ValCUN hopes that the system will be more inexpensive and easier to use than traditional metal systems. There is, of course, less danger because the wire-fed system doesn’t use powder and lasers. The printer also plugs into a standard outlet. The printer is also open, and the startup thinks that printing “overhangs up to 70° without support structures and handling large bridges,” as well as quicker materials and part changes, will also be important features.
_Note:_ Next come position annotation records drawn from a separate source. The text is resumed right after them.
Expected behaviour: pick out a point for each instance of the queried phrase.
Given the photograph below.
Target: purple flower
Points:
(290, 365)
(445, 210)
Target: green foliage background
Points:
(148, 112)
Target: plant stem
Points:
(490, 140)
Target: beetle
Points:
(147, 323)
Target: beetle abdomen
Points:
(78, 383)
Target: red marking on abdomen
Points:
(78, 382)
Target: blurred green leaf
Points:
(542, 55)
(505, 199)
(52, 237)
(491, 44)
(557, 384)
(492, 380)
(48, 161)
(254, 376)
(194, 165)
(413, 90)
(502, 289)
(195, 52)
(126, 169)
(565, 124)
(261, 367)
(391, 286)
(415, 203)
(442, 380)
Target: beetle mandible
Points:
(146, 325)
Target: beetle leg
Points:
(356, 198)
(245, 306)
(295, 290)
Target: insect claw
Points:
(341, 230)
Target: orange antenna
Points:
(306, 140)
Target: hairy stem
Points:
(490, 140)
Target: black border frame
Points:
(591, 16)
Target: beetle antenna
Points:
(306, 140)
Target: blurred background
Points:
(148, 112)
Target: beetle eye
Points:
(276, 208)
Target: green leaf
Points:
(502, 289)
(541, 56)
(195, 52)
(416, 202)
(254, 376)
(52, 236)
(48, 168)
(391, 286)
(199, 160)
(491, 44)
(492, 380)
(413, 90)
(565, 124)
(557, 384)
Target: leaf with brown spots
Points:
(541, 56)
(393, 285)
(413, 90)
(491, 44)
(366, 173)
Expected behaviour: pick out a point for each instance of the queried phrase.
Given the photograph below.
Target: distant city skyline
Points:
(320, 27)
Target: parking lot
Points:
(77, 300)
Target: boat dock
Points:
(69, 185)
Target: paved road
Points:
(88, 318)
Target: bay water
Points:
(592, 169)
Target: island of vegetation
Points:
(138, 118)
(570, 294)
ValCUN has a low-cost, potentially high-volume technology, which it alone is really shepherding today. A wire-based droplet system could do very interesting gradient parts, or make thousands of parts for only a few dollars per part. In heat sinking, meta materials, and industrial components, ValCUN promises a completely different path to end-use products. LPBF is difficult and expensive for initial parts, while being scalable for industrial high-value ones. Meanwhile, DED is good for very specific applications and parts. WAAM, for example, is really making progress in pressure vessels, but is hardly used outside the energy industry. Binder jetting is great for press releases, but tricky on the factory floor. But ValCUN’s MMD technology hasn’t yet found a specific fertile application. The technology is cheap in running costs and up-front investment, and easier in terms of getting to a first part than binder jet and LPBF. However, it’s limited in size when compared to DED, and limited in detail in comparison to LPBF and binder jet. It prints aluminum well, which is tricky to do with the light and heat-based AM processes. If you look at an example like cold plates or heat exchange, generally, ValCUN seems perfect. Lots of little droplets could make up great heat distribution components. What’s more, it’s easy to see how this could actually become a process at scale. But to validate controlling the process, and get it to perform to spec, may be complicated.

If we think of ValCUN as a material company that uses a specific metal, then the whole thing becomes easier. And if a car company, for example, needed a certain geometry heat exchange solution, then ValCUN could actually meet their scale and cost level. But, since all of the heat exchange work is being done with LPBF, it’s hard to see how they would come to the conclusion that ValCUN could work for them. Worse still, if BMW continues to think in LPBF, then heat exchange for cars will be possible but too expensive for BMW. A look at ValCUN would change this. So it’s a great move to install the system at Johns Hopkins University, where a lot of researchers and partners could get to know the technology.

It will be hard for ValCUN to move the additive industry over to its camp. For them, it is perhaps a better bet that a young researcher will invent the future on its machine because it is in reach and inexpensive to use. That seems like a long shot, but it is how computer games were invented, when university researchers got access to mainframes and super computers at night to do whatever they wished. So there’s still hope for ValCUN yet.